Patents for telepresnce-related gadgets

[From Computerworld]

Gadget Patents That We Hope Will Turn Into Real Products

Harry McCracken
IDG News Service

Gadget patents can change the world, as everyone from Alexander Graham Bell to Steve Jobs has proved. Some of our favorite gadget-related patents, however, are for technologies and products that haven’t changed much of anything–at least not yet.

Here are ten intriguing examples, including ones from both famously inventive companies and lone geniuses. We’re not saying that any of them are a catchy ad campaign away from becoming history-making breakthroughs–though one or two might stand a chance. We just like them. And if they ever amount to anything, we’ll be first in line to try out the resulting products.


No Glasses Required

We’re pretty sure that this exceedingly cool Apple patent hasn’t popped up in a Mac, iPod, or iPhone yet: It’s for a three-dimensional projection system that doesn’t make you don special eyewear. How does it work? A powerful computer projects two images–one for your left eye, and one for your right eye–onto a screen that’s actually a “programmable mirror.” All the while, a 3D imager keeps track of your head position, helping the computer and mirrored screen optimize the projected image for clarity and realism.

Here’s hoping that the technology comes to market someday–and that Apple unveils it with a launch event featuring an insanely lifelike holographic Steve Jobs.

Heckler’s Delight [see image above]

For centuries, audiences have shown their contempt for lackluster entertainment by booing, hissing, or (in Europe) whistling. This Sony patent–eerily reminiscent of cult TV show Mystery Science Theater 3000–harnesses a technology that lets unhappy campers go a lot further. Using a game controller, they can send avatars right into a movie or TV show to fling rotten tomatoes at the actors–or even give them a swift kick.

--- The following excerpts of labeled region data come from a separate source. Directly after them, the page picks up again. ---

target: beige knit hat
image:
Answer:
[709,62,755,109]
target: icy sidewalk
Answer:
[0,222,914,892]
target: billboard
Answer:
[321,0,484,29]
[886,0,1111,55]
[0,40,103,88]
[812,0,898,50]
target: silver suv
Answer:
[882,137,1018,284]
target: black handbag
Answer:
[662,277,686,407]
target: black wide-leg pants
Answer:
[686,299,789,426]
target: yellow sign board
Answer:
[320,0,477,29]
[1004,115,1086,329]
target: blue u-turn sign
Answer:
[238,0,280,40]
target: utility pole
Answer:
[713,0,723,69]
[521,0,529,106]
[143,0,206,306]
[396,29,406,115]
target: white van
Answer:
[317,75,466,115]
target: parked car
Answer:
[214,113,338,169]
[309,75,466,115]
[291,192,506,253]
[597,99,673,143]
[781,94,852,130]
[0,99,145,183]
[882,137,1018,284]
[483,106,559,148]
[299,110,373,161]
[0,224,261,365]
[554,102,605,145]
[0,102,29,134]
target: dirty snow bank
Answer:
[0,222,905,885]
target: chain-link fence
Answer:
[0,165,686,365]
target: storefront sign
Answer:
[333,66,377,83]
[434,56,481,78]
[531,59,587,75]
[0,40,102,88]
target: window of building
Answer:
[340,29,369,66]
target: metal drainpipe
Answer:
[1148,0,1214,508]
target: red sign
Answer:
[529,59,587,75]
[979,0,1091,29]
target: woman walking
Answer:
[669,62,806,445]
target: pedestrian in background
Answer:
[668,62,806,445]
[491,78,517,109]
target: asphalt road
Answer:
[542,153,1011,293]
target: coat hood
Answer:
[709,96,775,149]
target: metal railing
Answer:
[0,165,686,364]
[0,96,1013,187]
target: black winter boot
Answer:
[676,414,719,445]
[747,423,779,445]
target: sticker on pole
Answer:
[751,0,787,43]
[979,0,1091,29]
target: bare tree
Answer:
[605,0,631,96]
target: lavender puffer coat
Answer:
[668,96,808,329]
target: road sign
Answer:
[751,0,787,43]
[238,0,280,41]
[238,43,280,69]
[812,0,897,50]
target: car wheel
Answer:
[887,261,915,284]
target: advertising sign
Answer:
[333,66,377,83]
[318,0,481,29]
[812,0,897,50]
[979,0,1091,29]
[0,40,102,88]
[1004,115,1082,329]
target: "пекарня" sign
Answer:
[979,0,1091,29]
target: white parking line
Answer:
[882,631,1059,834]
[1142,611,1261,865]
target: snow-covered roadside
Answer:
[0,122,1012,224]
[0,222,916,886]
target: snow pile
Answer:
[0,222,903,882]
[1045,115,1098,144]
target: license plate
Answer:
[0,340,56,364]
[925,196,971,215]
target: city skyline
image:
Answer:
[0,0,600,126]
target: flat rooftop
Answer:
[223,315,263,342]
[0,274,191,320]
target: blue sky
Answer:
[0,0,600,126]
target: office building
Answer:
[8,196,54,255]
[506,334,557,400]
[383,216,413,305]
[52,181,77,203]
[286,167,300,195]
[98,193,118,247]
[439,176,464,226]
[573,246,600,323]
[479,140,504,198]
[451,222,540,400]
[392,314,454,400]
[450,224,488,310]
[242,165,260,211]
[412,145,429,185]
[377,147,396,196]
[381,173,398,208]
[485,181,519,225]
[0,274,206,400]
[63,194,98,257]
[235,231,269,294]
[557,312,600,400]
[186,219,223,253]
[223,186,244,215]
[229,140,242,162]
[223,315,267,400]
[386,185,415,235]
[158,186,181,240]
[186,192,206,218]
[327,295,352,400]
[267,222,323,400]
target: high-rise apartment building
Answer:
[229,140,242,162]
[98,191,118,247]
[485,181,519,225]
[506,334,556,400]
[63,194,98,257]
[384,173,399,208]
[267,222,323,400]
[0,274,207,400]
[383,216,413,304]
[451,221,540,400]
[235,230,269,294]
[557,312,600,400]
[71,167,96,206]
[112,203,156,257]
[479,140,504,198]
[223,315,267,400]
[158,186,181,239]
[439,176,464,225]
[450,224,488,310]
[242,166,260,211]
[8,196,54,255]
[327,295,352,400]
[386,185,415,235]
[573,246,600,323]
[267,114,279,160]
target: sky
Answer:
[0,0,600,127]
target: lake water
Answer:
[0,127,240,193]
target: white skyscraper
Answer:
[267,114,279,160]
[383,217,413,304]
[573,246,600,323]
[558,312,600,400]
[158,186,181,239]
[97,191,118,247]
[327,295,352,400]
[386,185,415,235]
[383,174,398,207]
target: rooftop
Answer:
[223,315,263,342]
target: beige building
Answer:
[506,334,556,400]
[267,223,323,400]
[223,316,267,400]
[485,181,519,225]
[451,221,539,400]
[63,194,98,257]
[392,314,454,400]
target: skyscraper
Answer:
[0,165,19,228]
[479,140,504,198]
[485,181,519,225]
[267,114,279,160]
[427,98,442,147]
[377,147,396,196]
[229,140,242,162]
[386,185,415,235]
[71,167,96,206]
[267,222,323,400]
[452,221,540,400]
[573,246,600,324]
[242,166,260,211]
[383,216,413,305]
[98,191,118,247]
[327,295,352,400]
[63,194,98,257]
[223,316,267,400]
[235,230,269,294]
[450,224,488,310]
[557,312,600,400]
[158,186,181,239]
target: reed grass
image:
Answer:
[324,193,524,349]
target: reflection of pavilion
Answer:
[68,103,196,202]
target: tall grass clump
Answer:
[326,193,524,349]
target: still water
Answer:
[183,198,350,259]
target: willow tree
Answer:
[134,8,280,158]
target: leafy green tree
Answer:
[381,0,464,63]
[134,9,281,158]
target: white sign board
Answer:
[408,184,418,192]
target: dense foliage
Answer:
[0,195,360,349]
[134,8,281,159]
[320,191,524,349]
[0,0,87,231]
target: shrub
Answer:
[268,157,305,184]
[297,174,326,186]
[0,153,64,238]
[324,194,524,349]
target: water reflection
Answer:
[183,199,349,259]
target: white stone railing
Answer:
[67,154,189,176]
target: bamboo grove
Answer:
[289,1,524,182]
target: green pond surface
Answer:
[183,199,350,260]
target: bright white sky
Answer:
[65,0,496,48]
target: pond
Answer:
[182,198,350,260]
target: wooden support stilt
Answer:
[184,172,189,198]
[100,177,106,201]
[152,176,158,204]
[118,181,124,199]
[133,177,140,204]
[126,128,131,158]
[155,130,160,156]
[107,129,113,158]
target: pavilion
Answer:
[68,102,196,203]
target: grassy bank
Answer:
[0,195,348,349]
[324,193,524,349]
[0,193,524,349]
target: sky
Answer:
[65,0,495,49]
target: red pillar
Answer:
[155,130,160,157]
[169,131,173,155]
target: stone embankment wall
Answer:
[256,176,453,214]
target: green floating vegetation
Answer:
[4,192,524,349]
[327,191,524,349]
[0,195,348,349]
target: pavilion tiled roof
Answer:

Admittedly, videos must be specially prepared by their producers to make all this possible. But it’s not as though studios and networks are funneling so much money into scripts these days that there’s nothing left for CGI. And if you ask us, Rob Schneider should never be allowed to make another film without this technology in place.

It’s Odorific!

Back in 1959 and 1960, competing technologies called AromaRama and Smell-O-Vision invited moviegoers to use their sense of smell to experience everything from pipe tobacco to exploding firecrackers. Then the idea went away (save for John Waters’ brief fling with “Odorama” in his 1981 film Polyester). But with 3D back in theaters and booming, why not give odor-based entertainment another chance? IBM’s “Computer Controlled Olfactory Mixer and Dispenser” uses cassettes filled with fragrances, mixing their contents together like ink from inkjet cartridges to produce an array of scents to accompany multimedia presentations. It’s a far cry from scratch-and-sniff cards.

The patent shows cassettes with (relatively) uncontroversial fragrances such as banana, almond, and vanilla. But if you ask us, the gent depicted in this drawing just caught a whiff of something slightly gamy.

Getting All Emotional

Various digital cameras now incorporate smile-detection technology. Controller-free gesture detection is coming soon to a game console near you. Sony’s emotion-detecting patent combines aspects of both ideas, using a Webcam and a microphone to help your PlayStation 3 determine whether you’re busting a gut with laughter, seething with anger, or half-dozing with ennui.

Presumably, PS3 titles of the future will then adjust the game play in response to your mood. Here’s an idea: Maybe TiVo could license the technology and use it to gauge your taste in movies, and then record ones that match your preferences? Chuckling up a storm at a comedy would be a good sign; doing the same in response to a drama, not so much.


Well Armed

Take Roomba, add a dash of the Addams Family’s Thing, and you end up with something at least vaguely akin to this robot patented by Panasonic.

It’s essentially an arm on wheels–and if you owned one, you could put it to work scooting around your house, picking up stuff, and putting it where it belongs. (Hey, Roomba is mighty handy, but it can’t toss a dirty sock into a laundry hamper.) Afraid that a robot helper would be a clumsy recipe for disaster? The patent explains that the arm is smart enough to treat each object appropriately: It whisks away empty glasses at high speed; but presented with a glass containing liquid, it handles the receptacle slowly and gingerly. Maybe…but we can’t help recalling the trouble Dr. Strangelove had with a mechanical arm that didn’t have wheels.

A Hamster Wheel for Humans

You’re wearing electronic goggles. You’ve donned a suit covered in sensors. But your virtual reality world still doesn’t feel all that real, because you can’t roam freely.

This solution comes from a Russian inventor: Explore the world inside a giant, Wiffle Ball-like globe mounted on rollers, so you can walk, run, or even zip along behind the steering wheel of a fake car. The patent drawings seem to depict a truly mammoth sphere; even if you could afford it, you probably couldn’t squeeze it through your front door. But if there were any way to build a junior version–say as a Wii Fit accessory–we’d be all over it.


Harry McCracken, the former editor in chief of PC World, now blogs at Technologizer.